By Cory Doctorow
Boingboing
November 25th, 2019
Back in 2007, I wrote a science fiction novella called “The Great Big Beautiful Tomorrrow,” about an immortal, transhuman survivor of an apocalypse whose father is obsessed with preserving artifacts from the fallen civilization, especially the Carousel of Progress, an exhibition that GE commissioned from Disney for the 1964 World’s Fair in New York, which is still operating in Walt Disney World.
The novella was collected into my 2011 Outspoken Authors book from PM Press.

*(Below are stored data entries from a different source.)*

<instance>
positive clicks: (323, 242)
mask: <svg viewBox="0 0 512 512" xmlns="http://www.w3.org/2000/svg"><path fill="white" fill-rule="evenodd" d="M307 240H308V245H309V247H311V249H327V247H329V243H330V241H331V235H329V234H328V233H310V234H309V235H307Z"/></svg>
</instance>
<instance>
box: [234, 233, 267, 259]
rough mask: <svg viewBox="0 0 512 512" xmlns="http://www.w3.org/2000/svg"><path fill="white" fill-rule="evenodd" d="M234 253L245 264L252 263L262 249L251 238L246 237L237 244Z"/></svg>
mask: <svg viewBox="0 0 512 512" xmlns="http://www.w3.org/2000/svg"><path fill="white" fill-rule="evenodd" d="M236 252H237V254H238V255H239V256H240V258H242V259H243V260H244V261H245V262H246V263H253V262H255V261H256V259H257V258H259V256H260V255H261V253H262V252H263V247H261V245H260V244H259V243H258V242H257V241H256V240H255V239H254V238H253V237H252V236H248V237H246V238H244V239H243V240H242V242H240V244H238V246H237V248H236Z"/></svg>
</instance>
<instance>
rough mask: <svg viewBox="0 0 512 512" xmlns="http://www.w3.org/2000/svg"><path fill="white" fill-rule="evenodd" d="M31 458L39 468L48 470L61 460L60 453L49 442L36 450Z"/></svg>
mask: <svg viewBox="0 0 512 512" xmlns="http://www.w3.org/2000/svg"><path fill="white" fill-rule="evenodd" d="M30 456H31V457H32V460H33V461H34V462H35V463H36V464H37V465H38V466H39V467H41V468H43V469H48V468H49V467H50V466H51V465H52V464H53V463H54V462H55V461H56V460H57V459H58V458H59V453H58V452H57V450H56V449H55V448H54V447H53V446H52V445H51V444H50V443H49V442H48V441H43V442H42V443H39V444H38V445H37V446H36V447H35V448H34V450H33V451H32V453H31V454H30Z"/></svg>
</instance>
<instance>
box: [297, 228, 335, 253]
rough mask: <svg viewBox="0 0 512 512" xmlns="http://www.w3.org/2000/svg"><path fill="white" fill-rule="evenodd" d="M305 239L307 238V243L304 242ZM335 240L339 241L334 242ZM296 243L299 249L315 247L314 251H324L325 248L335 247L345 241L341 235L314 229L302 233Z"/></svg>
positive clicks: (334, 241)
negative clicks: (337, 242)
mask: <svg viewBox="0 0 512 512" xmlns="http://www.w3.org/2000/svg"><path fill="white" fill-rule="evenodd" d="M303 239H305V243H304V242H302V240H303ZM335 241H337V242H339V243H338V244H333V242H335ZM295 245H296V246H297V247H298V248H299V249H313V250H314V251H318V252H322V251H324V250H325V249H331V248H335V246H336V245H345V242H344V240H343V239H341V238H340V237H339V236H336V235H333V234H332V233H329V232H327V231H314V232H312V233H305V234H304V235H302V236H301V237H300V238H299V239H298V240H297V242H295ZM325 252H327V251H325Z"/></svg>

Bleeding Cool News’s Jason Henderson is a fellow Carousel of Progress obsessive, and he asked me if I’d come on his Castle of Horror podcast to discuss the story, the Carousel, Margaret Thatcher, and optimistic corporate futurism’s increasing absurdity in 2019’s world.

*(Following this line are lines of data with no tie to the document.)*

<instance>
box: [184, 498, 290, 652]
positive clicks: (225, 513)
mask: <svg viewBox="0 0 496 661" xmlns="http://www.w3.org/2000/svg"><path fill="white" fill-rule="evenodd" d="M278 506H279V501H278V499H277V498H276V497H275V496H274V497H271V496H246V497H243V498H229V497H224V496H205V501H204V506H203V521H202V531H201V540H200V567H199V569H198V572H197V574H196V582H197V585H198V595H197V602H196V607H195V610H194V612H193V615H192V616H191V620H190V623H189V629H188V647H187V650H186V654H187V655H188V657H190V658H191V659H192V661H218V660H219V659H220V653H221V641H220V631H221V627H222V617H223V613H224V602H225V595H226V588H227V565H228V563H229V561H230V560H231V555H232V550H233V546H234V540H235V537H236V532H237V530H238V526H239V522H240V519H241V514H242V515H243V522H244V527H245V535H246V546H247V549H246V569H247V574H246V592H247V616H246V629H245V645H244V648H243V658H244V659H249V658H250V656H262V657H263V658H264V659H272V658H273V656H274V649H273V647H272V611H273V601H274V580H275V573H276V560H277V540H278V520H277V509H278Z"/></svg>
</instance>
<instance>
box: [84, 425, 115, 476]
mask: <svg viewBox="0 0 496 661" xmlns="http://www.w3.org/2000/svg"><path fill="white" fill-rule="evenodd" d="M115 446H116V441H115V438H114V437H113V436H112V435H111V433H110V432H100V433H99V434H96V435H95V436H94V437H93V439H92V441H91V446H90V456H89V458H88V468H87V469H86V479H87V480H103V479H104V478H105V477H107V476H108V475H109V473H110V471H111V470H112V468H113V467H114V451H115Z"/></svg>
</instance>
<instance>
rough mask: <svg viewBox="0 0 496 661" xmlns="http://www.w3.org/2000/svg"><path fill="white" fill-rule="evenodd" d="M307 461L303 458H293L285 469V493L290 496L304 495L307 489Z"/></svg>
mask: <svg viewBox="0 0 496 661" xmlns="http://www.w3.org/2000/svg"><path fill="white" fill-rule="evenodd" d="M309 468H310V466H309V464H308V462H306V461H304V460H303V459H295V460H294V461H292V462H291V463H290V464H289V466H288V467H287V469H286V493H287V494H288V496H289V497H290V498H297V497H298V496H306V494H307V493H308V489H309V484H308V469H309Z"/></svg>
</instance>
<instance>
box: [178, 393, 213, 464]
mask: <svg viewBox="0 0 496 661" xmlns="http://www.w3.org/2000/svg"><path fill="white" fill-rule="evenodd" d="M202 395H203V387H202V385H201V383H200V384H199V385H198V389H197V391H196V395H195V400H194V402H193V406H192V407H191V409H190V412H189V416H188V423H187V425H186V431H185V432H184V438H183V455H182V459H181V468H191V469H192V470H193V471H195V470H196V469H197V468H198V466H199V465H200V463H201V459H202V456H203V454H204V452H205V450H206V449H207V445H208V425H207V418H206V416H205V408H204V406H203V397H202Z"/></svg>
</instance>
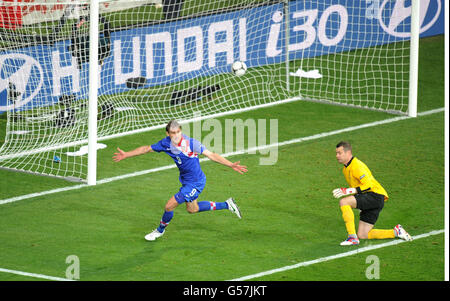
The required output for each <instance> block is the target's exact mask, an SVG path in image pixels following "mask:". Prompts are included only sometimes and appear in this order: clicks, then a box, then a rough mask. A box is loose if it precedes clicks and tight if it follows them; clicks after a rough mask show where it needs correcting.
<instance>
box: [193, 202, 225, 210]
mask: <svg viewBox="0 0 450 301" xmlns="http://www.w3.org/2000/svg"><path fill="white" fill-rule="evenodd" d="M222 209H228V204H227V202H217V203H215V202H209V201H201V202H198V212H202V211H209V210H222Z"/></svg>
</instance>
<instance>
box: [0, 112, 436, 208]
mask: <svg viewBox="0 0 450 301" xmlns="http://www.w3.org/2000/svg"><path fill="white" fill-rule="evenodd" d="M444 110H445V108H438V109H434V110H429V111H425V112H420V113H418V114H417V116H418V117H420V116H426V115H430V114H436V113H440V112H444ZM411 118H412V117H409V116H399V117H394V118H389V119H383V120H379V121H374V122H369V123H364V124H360V125H356V126H351V127H347V128H343V129H340V130H334V131H330V132H323V133H320V134H315V135H311V136H307V137H300V138H295V139H292V140H287V141H283V142H277V143H273V144H268V145H261V146H257V147H253V148H250V149H245V150H239V151H235V152H230V153H226V154H222V157H225V158H226V157H231V156H235V155H242V154H245V153H254V152H256V151H261V150H265V149H270V148H274V147H281V146H285V145H289V144H295V143H301V142H305V141H311V140H316V139H320V138H324V137H329V136H333V135H337V134H341V133H346V132H351V131H356V130H359V129H364V128H369V127H374V126H378V125H383V124H388V123H392V122H396V121H400V120H405V119H411ZM206 160H209V159H208V158H202V159H200V162H203V161H206ZM175 167H176V165H175V164H172V165H166V166H161V167H157V168H152V169H147V170H142V171H137V172H133V173H129V174H125V175H120V176H116V177H111V178H106V179H101V180H98V181H97V185H101V184H106V183H110V182H114V181H119V180H123V179H128V178H133V177H137V176H141V175H145V174H149V173H155V172H158V171H162V170H167V169H172V168H175ZM84 187H90V186H89V185H87V184H79V185H74V186H66V187H62V188H57V189H52V190H47V191H42V192H36V193H31V194H26V195H21V196H17V197H12V198H9V199H4V200H0V205H4V204H8V203H13V202H17V201H21V200H26V199H31V198H35V197H39V196H44V195H49V194H54V193H59V192H64V191H70V190H77V189H81V188H84Z"/></svg>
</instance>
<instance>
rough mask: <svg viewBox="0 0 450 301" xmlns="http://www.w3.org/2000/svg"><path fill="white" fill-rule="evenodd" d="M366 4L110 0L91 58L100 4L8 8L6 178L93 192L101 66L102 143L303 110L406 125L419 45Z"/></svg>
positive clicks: (5, 6) (2, 71) (100, 87)
mask: <svg viewBox="0 0 450 301" xmlns="http://www.w3.org/2000/svg"><path fill="white" fill-rule="evenodd" d="M368 2H371V1H362V0H361V1H343V0H340V1H331V0H321V1H318V0H317V1H302V0H298V1H283V0H282V1H272V0H229V1H218V0H208V1H207V0H185V1H183V0H127V1H125V0H116V1H113V0H110V1H100V5H99V15H98V23H99V27H98V33H99V37H98V44H99V45H98V56H97V57H91V56H90V51H89V45H90V31H89V28H90V23H91V22H90V1H87V0H83V1H79V0H77V1H70V0H34V1H32V0H28V1H22V0H4V1H2V2H1V3H0V18H1V19H0V118H1V119H4V120H5V124H6V128H5V138H4V142H3V145H2V146H1V148H0V168H6V169H13V170H19V171H25V172H31V173H37V174H44V175H51V176H56V177H62V178H66V179H72V180H79V181H86V179H87V174H88V167H87V166H88V162H87V160H88V159H87V158H88V156H87V143H88V137H89V128H88V116H89V101H90V100H89V82H90V81H89V78H90V73H89V70H90V68H89V66H90V64H95V65H96V66H98V72H97V74H96V75H95V76H97V79H98V91H97V92H98V93H97V94H98V98H97V99H96V101H97V108H98V114H97V137H98V141H100V143H101V141H102V140H105V139H110V138H113V137H118V136H121V135H127V134H132V133H136V132H139V131H146V130H150V129H154V128H162V127H163V126H164V125H165V124H166V123H167V121H168V120H170V119H178V120H181V121H183V120H190V119H192V118H194V117H195V116H198V115H201V116H202V117H204V118H208V117H212V116H219V115H223V114H230V113H232V112H240V111H244V110H248V109H254V108H258V107H261V106H266V105H272V104H278V103H282V102H286V101H292V100H313V101H325V102H330V103H335V104H344V105H351V106H357V107H362V108H370V109H376V110H384V111H389V112H397V113H402V114H404V113H406V112H407V110H408V88H409V75H408V74H409V73H408V72H409V65H410V64H409V53H410V46H409V44H410V43H409V37H407V36H404V37H397V36H394V35H392V34H389V33H388V31H389V30H384V29H383V24H382V23H383V22H382V20H384V19H385V18H386V16H387V17H389V18H390V17H391V16H392V14H393V13H395V9H398V7H397V8H396V6H395V5H393V4H392V3H387V4H386V2H391V1H384V3H378V2H381V1H372V2H374V3H378V4H377V5H378V6H377V7H374V8H372V9H371V8H370V7H368V6H367V3H368ZM394 2H395V1H394ZM397 2H402V3H403V2H404V1H397ZM408 20H410V18H409V19H407V20H401V21H402V22H400V23H401V24H400V23H399V24H397V25H399V26H397V27H400V30H401V32H404V33H407V32H409V31H410V21H408ZM380 24H381V25H380ZM389 26H390V24H387V28H388V29H389ZM397 27H396V28H397ZM288 40H289V43H287V41H288ZM236 61H242V62H245V63H246V65H247V67H248V69H247V72H246V73H245V74H244V75H242V76H237V75H235V74H233V72H231V65H232V64H233V62H236ZM1 119H0V120H1ZM0 133H1V132H0ZM0 139H1V137H0ZM99 146H100V147H101V144H99Z"/></svg>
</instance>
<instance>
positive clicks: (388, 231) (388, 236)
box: [367, 229, 395, 239]
mask: <svg viewBox="0 0 450 301" xmlns="http://www.w3.org/2000/svg"><path fill="white" fill-rule="evenodd" d="M367 238H368V239H383V238H395V232H394V229H392V230H378V229H372V230H370V231H369V233H367Z"/></svg>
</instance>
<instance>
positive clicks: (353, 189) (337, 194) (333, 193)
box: [333, 188, 357, 199]
mask: <svg viewBox="0 0 450 301" xmlns="http://www.w3.org/2000/svg"><path fill="white" fill-rule="evenodd" d="M356 192H357V191H356V188H336V189H335V190H333V195H334V197H335V198H337V199H338V198H341V197H344V196H347V195H352V194H356Z"/></svg>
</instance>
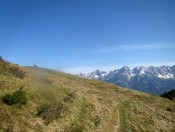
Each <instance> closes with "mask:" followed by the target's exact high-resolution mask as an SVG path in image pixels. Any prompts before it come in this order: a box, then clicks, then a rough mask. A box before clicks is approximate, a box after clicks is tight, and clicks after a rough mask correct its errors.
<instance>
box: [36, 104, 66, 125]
mask: <svg viewBox="0 0 175 132" xmlns="http://www.w3.org/2000/svg"><path fill="white" fill-rule="evenodd" d="M67 111H68V107H67V106H65V105H64V104H63V103H61V102H55V103H50V104H42V105H41V106H40V107H39V108H38V113H37V115H38V116H40V117H41V118H42V119H44V120H45V124H46V125H48V124H50V123H51V122H52V121H53V120H57V119H59V118H62V117H63V116H64V115H65V114H66V112H67Z"/></svg>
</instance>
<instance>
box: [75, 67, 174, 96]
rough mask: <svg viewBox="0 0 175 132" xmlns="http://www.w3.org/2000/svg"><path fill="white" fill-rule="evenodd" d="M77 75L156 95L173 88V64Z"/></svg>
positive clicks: (84, 73)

The conversation went great (MP3) and ranges over nuclear armageddon, environmental collapse, Epcot Center, cults of personality, Walt Disney’s work-avoidance schemes, Alvin Toffler and the Singularity.

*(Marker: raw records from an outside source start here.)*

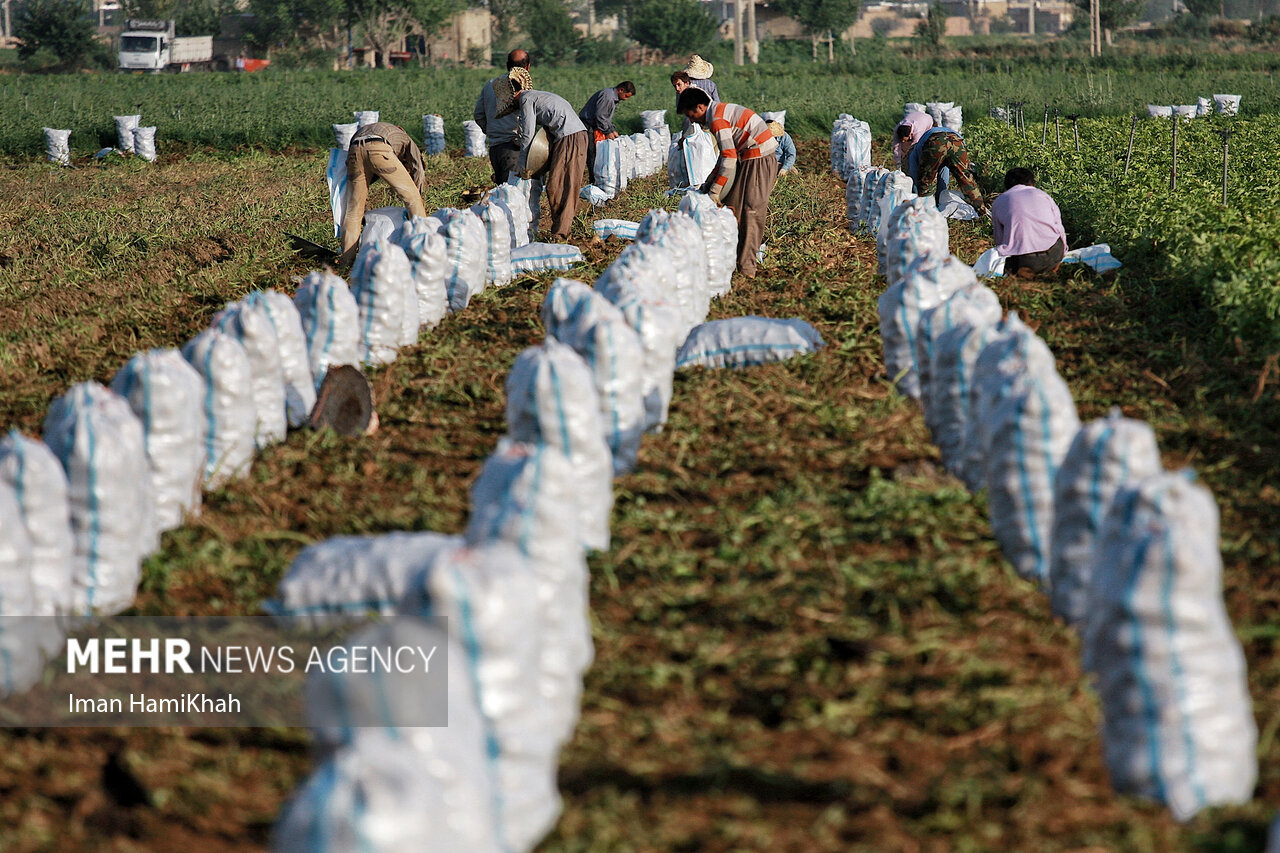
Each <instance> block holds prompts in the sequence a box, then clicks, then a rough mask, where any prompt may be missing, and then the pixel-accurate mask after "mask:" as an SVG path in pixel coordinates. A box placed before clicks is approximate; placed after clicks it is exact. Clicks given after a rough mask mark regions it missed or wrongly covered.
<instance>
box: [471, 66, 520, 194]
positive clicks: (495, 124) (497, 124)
mask: <svg viewBox="0 0 1280 853" xmlns="http://www.w3.org/2000/svg"><path fill="white" fill-rule="evenodd" d="M512 68H524V69H526V70H527V69H529V53H527V51H525V50H521V49H520V47H517V49H516V50H513V51H511V53H509V54H507V70H508V72H509V70H511V69H512ZM495 85H497V88H494V86H495ZM507 92H509V85H508V81H507V74H503V76H502V77H494V78H493V79H490V81H489V82H488V83H485V85H484V88H483V90H481V91H480V97H477V99H476V108H475V110H474V113H472V115H471V118H472V119H475V123H476V124H479V126H480V129H481V131H484V132H485V137H486V138H488V142H489V163H490V164H492V165H493V182H494V183H504V182H506V181H507V175H508V174H511V173H512V172H515V170H516V160H517V159H518V158H520V145H521V141H522V140H521V138H520V115H517V114H516V104H515V101H511V100H508V97H507Z"/></svg>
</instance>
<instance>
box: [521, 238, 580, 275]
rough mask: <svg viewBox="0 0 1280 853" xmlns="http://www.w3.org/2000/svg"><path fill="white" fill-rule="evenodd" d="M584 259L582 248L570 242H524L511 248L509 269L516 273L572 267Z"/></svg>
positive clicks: (522, 272) (542, 270)
mask: <svg viewBox="0 0 1280 853" xmlns="http://www.w3.org/2000/svg"><path fill="white" fill-rule="evenodd" d="M584 260H585V259H584V257H582V250H581V248H579V247H577V246H571V245H570V243H526V245H524V246H521V247H520V248H513V250H511V270H512V272H513V273H515V274H517V275H518V274H521V273H547V272H550V270H562V269H572V268H573V266H577V265H579V264H581V263H582V261H584Z"/></svg>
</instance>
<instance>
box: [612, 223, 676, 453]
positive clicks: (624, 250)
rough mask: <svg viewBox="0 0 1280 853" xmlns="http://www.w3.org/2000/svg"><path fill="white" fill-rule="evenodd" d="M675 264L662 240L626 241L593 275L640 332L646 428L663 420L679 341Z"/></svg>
mask: <svg viewBox="0 0 1280 853" xmlns="http://www.w3.org/2000/svg"><path fill="white" fill-rule="evenodd" d="M675 264H676V260H675V252H673V251H672V250H671V248H668V247H666V246H662V245H660V243H645V245H639V246H628V247H627V248H625V250H623V251H622V254H620V255H618V257H617V260H614V261H613V263H612V264H611V265H609V268H608V269H605V270H604V274H603V275H600V278H598V279H596V280H595V292H596V293H599V295H600V296H603V297H604V298H607V300H609V301H611V302H613V304H614V305H616V306H617V307H618V310H620V311H622V316H623V318H626V320H627V323H630V324H631V328H632V329H635V330H636V334H639V336H640V347H641V348H643V350H644V407H645V429H648V430H657V429H659V428H660V427H662V425H663V424H666V423H667V410H668V409H669V406H671V394H672V382H673V378H675V370H676V350H677V348H678V346H680V343H681V337H680V329H681V313H680V305H678V304H676V302H673V301H671V300H672V297H671V295H672V293H673V291H675V275H673V274H672V269H673V266H675Z"/></svg>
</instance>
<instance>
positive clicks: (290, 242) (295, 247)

The Carousel of Progress is a strange success story. It began its life as an exhibit developed by Walt Disney for General Electric at the 1964 World’s Fair. There the basic structure fell into place: a revolving theater moves around a stationary stage showing four scenes as the audience comes to rest in front of each one. Act One is the turn of the 20th Century, Act 2 is the 1920s, Act 3 is the 1940s, and Act 4 is roughly the present. In each scene, the father of a small family reflects on American life and culture and mentions the latest technological advancements—airplanes, electric fans, cars, “the rat race.” The attraction moved from the World’s Fair to Disneyland and then settled in 1975 at Tomorrowland in Walt Disney World, where it has remained ever since. It has not been updated since 1993. And yet the ride remains strangely compelling and even comforting, a weird mix of futurism and nostalgia. The theme song of the ride is pure optimistic futurism: “It’s a Great Big Beautiful Tomorrow” by reliable Disney songwriters Richard M. and Robert B. Sherman. Doctorow points out, though, that for years this song was traded out for a different song, “The Best Time of Your Life.” As in “this is the best time of your life,” which would have to mean that the future will not be as good. Now the original song is back, but we are listening to an echo—optimism frozen in the past.
Cory and Jason talk about futurism, the optimism (and pessimism) of the mid-century, and whether forgotten mid-century fears are a match for modern fears of climate collapse. Along the way, we touch on the strangeness of Tomorrowland and Epcot.